My partner and I are about to embark on a big, life-changing journey. We will be moving to Ireland, my home country, that I left 13 years ago. My wonderful and amazing partner will be arriving for the first time and it will involve meeting my family for the first time as well. My parents (in particular Mum) are over the moon that I’m coming back, and my partner will be royalty for dragging me home after so long away.
However, the visa process takes a while, and so my partner will be more or less just twiddling her thumbs for six months. Short term will be Christmas and spoiling my niece, but long term is when the dust settles and we have left that post-Christmas perk behind.
Some background also: my partner and I are very liberal; my partner is a person of colour. I know in the past some of my relatives have made racist and not particularly amusing comments.
How do I keep the peace? How is it best to approach this situation in the medium to long term?
Eleanor says: As I see it, the task is to help your partner feel like herself – a person separate from you – while so much of her life will be defined in relation to you. She’ll be waiting for a visa to make this big move to be with you, while being folded into your home and your family. It sounds like you really love and admire the person she is, just as herself. The question is: how can you help that individual show up in such a relationally defined space?
Begin by being sensitive to the fact this isn’t her home. Lots of things about the places we’re from seem true to us, and it’s easy to think that these are just objective truths, when in fact it’s the gilding of familiarity. The things that make it feel like home to you will not carry over to her without remainder – especially if some relatives will see her as capital-O Other. If you or your family take it as an insult when she doesn’t quite feel at home, that will really compound her feelings of isolation. So, as much as you can, make it OK for her to have those feelings. Mutually prepare for her to feel illegible, or sad, or homesick, so it doesn’t feel like she’s wrecking the party if those feelings appear.
It might really help her to know that you’re on the lookout so she doesn’t feel she’s the only watchman of her own wellbeing. Little ways of checking in can go a long way. “How are you feeling?” or “It’s been two months since we arrived: do you feel you’re getting enough time to talk to your people instead of just mine?”
And of course: you stand up to your relatives publicly if these racist remarks reappear.
Finding ways to show her she isn’t condemned to thumb-twiddling if she doesn’t want to be, and that this is important to you too, might also help. Buy her a membership to a club she might like; make room for a work or creative space that’s just hers; treat the task of preventing thumb-twiddling as a joint activity you’re working on together.

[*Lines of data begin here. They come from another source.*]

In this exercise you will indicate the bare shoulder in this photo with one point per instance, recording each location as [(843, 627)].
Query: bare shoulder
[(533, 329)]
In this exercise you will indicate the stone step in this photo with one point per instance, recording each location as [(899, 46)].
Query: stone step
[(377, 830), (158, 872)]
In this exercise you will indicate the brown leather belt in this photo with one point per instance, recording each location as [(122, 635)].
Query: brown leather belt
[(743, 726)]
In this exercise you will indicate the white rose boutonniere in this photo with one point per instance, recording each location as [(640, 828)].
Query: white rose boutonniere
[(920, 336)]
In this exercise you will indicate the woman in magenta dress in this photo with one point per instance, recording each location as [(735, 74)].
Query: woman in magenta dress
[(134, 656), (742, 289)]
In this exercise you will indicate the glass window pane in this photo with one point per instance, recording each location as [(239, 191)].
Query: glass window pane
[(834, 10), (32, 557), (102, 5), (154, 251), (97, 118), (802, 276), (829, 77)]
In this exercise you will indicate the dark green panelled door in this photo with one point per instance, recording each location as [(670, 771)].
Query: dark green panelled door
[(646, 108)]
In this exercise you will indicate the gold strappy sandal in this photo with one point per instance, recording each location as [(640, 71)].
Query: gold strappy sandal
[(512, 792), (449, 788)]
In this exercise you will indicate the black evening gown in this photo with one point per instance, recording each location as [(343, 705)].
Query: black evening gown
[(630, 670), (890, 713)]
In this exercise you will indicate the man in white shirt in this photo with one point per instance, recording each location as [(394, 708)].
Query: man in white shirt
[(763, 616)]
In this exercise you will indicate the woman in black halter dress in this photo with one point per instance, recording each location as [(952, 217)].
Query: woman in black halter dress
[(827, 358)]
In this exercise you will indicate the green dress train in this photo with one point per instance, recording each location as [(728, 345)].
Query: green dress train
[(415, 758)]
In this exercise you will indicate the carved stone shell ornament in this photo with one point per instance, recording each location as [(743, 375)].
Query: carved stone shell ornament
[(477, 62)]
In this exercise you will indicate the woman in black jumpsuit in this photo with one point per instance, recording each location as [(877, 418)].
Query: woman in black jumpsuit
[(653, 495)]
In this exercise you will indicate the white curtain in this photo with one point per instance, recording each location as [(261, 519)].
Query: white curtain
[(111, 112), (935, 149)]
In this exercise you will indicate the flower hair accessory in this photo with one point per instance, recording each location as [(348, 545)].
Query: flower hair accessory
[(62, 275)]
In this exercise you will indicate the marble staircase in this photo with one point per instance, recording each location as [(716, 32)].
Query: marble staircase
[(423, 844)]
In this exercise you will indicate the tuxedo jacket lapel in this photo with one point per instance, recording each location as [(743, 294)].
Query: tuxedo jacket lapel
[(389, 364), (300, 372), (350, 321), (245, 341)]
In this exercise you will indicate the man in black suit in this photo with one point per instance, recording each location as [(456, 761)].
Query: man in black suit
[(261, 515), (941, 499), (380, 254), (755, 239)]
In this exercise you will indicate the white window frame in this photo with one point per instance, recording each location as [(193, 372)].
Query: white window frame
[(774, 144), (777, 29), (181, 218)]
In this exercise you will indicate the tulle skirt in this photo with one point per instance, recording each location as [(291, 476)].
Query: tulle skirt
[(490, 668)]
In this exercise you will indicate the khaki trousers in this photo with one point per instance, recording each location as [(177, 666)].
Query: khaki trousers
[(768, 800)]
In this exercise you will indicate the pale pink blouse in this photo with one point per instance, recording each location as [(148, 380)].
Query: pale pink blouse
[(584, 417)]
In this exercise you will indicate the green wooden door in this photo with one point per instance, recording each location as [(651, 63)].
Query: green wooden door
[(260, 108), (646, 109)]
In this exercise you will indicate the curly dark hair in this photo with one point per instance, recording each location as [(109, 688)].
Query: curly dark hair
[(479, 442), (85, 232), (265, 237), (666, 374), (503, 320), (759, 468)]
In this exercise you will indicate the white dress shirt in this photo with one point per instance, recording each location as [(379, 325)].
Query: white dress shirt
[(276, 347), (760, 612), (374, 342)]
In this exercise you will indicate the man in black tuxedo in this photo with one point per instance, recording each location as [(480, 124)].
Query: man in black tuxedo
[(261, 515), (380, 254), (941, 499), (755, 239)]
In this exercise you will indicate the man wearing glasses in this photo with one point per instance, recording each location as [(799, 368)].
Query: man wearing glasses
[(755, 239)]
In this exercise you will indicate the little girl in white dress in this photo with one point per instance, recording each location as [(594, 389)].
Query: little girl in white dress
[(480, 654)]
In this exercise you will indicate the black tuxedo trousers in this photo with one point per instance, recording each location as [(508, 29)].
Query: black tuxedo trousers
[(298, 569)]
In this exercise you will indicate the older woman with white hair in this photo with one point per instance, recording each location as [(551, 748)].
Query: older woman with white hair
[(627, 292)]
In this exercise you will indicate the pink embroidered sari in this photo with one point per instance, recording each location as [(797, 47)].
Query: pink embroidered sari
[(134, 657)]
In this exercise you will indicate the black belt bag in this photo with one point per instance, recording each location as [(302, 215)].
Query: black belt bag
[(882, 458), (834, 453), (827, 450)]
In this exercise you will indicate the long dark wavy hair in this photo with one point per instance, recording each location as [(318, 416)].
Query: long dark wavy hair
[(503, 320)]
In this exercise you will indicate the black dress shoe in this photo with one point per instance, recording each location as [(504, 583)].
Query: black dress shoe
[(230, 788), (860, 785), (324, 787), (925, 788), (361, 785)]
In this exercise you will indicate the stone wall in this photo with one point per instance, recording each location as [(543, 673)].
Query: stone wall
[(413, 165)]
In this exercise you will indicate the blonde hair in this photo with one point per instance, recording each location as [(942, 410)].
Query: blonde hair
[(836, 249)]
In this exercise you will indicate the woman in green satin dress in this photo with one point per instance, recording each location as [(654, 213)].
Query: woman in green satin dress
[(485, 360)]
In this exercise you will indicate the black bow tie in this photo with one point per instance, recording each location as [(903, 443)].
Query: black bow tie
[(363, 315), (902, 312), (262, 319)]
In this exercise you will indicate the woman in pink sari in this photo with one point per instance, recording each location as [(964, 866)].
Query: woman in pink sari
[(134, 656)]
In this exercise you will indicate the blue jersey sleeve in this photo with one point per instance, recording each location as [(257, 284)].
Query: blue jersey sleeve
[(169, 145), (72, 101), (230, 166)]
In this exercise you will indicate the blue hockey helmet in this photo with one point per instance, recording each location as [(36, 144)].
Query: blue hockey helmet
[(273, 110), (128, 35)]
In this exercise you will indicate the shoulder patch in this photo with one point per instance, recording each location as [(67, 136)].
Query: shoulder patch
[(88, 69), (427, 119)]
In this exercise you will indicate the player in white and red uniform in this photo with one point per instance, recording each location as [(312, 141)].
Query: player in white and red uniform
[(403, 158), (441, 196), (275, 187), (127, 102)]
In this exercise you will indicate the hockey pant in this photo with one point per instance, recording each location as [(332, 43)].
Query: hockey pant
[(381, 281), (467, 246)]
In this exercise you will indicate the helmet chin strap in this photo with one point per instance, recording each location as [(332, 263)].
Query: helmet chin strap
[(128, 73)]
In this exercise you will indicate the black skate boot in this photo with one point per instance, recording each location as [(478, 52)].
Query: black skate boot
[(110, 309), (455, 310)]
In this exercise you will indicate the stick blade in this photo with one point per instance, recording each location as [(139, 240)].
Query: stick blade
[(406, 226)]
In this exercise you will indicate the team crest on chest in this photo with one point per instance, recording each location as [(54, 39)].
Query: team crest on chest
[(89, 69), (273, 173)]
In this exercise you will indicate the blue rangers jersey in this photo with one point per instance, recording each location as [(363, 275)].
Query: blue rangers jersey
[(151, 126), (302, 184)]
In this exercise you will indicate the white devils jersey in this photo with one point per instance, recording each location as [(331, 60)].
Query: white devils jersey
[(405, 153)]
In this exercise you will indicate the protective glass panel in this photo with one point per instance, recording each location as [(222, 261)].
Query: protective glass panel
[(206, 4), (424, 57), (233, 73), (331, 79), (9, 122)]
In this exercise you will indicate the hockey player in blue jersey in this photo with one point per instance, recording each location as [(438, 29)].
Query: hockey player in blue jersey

One useful thing to do might be to do things in Ireland that are new to both of you so it’s not always you showing her around. It affects the rest of the relationship when one partner is always in the position of learning and the other always of telling.
Let her find her own relationship to the place too. Give her ways to keep teaching you things. That means things to do with Ireland – her own haunts and routes and favourite spots – and things from the life she’s leaving behind. Make space for her skills and tastes and history and family.
With a bit of effort, this move can feel like you’re building a new home together, not just fitting her into the one you already have.
This letter has been edited for clarity.